Dangerous data: how information has been weaponised
The RSA conference in San Francisco heard of threats by botnets and connected devices
The weaponisation of information: Wars once fought on land, at sea and in the air are now being fought online.
Welcome to the age of weaponised information. As if you didn’t have enough to worry about, your smartphone and other connected devices could threaten the very fabric of society.
Scaremongering? Not in the opinions of the experts at the RSA conference in San Francisco last week, attended by some 43,000 security professionals.
The event was officially built around business-driven security – a term the organisers describe as an approach to “managing risk in an ever-changing cybersecurity landscape”.
Discussions were dominated by new and unprecedented security threats posed not only to businesses, but also to citizens, to infrastructure and to governments as a result of what some speakers termed the “weaponisation of information”.
The term was largely used in the context of nation-state cyberattacks, such as the Russian hack of Democratic National Committee emails during the US election campaign last year, but threats posed by botnets and the proliferation of connected devices were also prominent.
Democracy at risk
Michael McCaul, chairman of the House Homeland Security Committee said the Russian threat was about more than just espionage.
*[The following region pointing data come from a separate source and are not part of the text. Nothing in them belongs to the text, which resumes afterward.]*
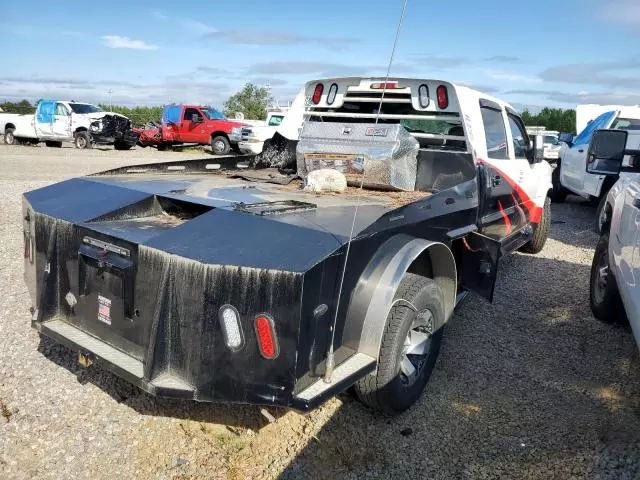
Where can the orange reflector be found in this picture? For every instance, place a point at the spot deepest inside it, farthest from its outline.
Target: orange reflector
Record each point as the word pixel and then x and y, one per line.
pixel 443 97
pixel 385 86
pixel 265 332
That hack was the biggest wake-up call yet that cyber-intrusions had the potential to jeopardise “the very fabric of our republic”, he said. “Our democracy itself is at risk.”
The fake news controversies that also emerged from the US election are evidence enough that this isn’t an exaggeration. Wars once fought on land, at sea and in the air, were now being fought online, as Brad Smith of Microsoft put it.
But the “weaponisation of information” analogy might also apply to other contexts, such is the unstoppable growth in data and its potential.
Information may also be effectively weaponised through incompetence, through employee malice or through unidentified or unrecognised business risk. And whatever about malice, scandal after scandal shows a lack of awareness of the risks posed by personal data runs rife through many organisations, both public and private.
If organisations aren’t already treating their data as both a business asset and a risk, then they will be hopelessly unprepared for the new General Data Protection Regulation by next year – another issue which also bubbled under the surface in San Francisco. Rashmi Knowles, chief security architect at RSA, told The Irish Times she believed the level of awareness was still low.
Several speakers said the regulation needed to be an immediate issue at every board meeting in every company between now and May 2018, when it comes into force.
Terence Spies, chief technologist of Hewlett Packard Enterprise, noted that cyber-attackers not only had the ability to harvest business data from a single hack on a company; they could also glean information from competitors and from other industries, potentially building up correlations not even available to the business itself. Industrial espionage is yet another way in which information may become weaponised.
While the hacking demonstrations at such conferences can be the “fun” part, the ease with which millions of connected devices might now potentially be taken over by criminals is a deadly serious risk that may also require new and innovative forms of regulation. In the wrong hands, everyday devices, unbeknown to the owners, can become weapons in the form of botnets.
Fewer attackers may now do more damage because of their ability to scale such attacks, according to cryptographer Bruce Schneier.
He suggests regulation to address the rampant connectivity of devices is inevitable, and that it might be necessary to establish a state agency to create and oversee safety standards for “Internet of Things” devices.
His suggestion that internet-connected devices should perhaps carry a label identifying their properties and expected behaviour, along the lines of the regulation of food safety or medical devices, seems sensible enough.
Recalling the “collect it all” mantra of Keith Alexander, the former National Security Agency director, Schneier told the conference that governments and corporations were “still punch-drunk on data”.
We are now in the era of “connect it all”.
Under the guise of improving services for everyone, governments and public authorities – including in this State – are also finding new ways to gather and use data about citizens.
But used inappropriately, incompetently, without proper planning, without a proper legal basis or without appropriate governance, that data too becomes weaponised and open to abuse, manipulation or attack.
Information has always been used as a weapon. But we are light years on from former MI5 head Dame Stella Rimington’s spy tales at the conference, in which she described “blokes with kettles” steaming open letters in the 1960s.
The volume, velocity and variety of information – connected and analysed in innovative ways and by machines rather than by humans – now makes it infinitely dangerous, infinitely open to manipulation and to inadvertent disclosure or breach; it leaves governments, businesses and citizens exposed in new ways every day.
In the wrong hands, millions are lost, businesses collapse or come under regulatory scrutiny, and in the worst-case scenarios, lives are ruined.